"\x9D" to UTF-8 in conversion from Windows-1252 to UTF-8

5.1k Views Asked by At

I have created a csv uploader on my rails app, but sometimes I get an error of

"\x9D" to UTF-8 in conversion from Windows-1252 to UTF-8

This is the source to my uploader:

def self.import(file)
  CSV.foreach(file.path, headers: true, encoding: "windows-1252:utf-8") do |row|
    title = row[1]
    row[1] = title.to_ascii
    description = row[2]
    row[2] = description.to_ascii
    Event.create! row.to_hash
  end
end

I am using the unidecode gem (https://github.com/norman/unidecoder) to normalize any goofy characters that a user may input. I've ran into this error a few times, but can't determine how to fix it. I thought the encoding: "windows-1252:utf-8" line would fix the problem, but nothing there.

Thanks stack!

2

There are 2 best solutions below

3
On

There is no 9D character (as well as 81, 8D, 8F, 90) in Windows-1252. It means your text is not in Windows-1252 encoding. At the very least your source text is corrupt.

0
On

I was running into this error from reading url contents:

table = CSV.parse(URI.open(document.url).read)
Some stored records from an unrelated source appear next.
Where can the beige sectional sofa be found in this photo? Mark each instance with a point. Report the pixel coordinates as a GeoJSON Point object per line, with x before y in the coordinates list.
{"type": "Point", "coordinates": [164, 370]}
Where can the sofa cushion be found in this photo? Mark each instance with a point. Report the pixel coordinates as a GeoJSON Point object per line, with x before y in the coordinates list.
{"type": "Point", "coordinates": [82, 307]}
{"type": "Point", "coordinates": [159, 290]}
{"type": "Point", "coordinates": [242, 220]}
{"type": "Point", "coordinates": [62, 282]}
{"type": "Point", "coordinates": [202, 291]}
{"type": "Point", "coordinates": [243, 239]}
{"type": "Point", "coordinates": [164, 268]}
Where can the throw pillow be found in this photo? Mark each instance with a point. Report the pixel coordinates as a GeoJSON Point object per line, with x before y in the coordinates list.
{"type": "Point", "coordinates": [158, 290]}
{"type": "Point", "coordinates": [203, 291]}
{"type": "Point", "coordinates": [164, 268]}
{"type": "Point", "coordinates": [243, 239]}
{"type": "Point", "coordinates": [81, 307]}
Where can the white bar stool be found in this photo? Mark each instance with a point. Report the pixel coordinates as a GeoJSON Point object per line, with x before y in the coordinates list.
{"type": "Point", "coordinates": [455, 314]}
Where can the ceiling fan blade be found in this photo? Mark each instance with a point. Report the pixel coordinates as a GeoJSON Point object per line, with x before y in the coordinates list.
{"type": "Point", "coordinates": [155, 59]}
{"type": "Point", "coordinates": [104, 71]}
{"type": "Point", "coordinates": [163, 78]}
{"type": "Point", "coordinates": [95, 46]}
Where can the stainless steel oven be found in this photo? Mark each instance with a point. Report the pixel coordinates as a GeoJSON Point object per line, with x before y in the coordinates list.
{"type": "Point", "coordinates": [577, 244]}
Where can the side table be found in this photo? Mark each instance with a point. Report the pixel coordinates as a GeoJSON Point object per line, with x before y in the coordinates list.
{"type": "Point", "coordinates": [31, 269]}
Turns out the API I am fetching conditionally returns GZIP if the file is too large.

Another annoying thing is that rails decompression was then failing on a valid UTF8 error.

This did NOT work:

ActiveSupport::Gzip.decompress(URI.open(document.url).read)

This did work:

Zlib::GzipReader.wrap(URI.open(document.url), &:read)

My next problem is the CSV.parse() reads the entire blob, and I had a single line with errors.

downloaded_file = StringIO.new(Zlib::GzipReader.wrap(URI.open(document.url), &:read))
tempfile = Tempfile.new("open-uri", binmode: true)
IO.copy_stream(downloaded_file, tempfile.path)
headers = nil
File.foreach(tempfile.path) do |line|
  row = []
  if headers.blank?
    headers = CSV.parse_line(line, { col_sep: "\t", liberal_parsing: true })
  else
    line_data = CSV.parse_line(line.force_encoding("UTF-8").encode('UTF-8', :invalid => :replace, :undef => :replace), { col_sep: "\t", liberal_parsing: true })
    row = headers.zip(line_data)
  end
  puts row.inspect
  ... # do a lot more stuff
end

wow.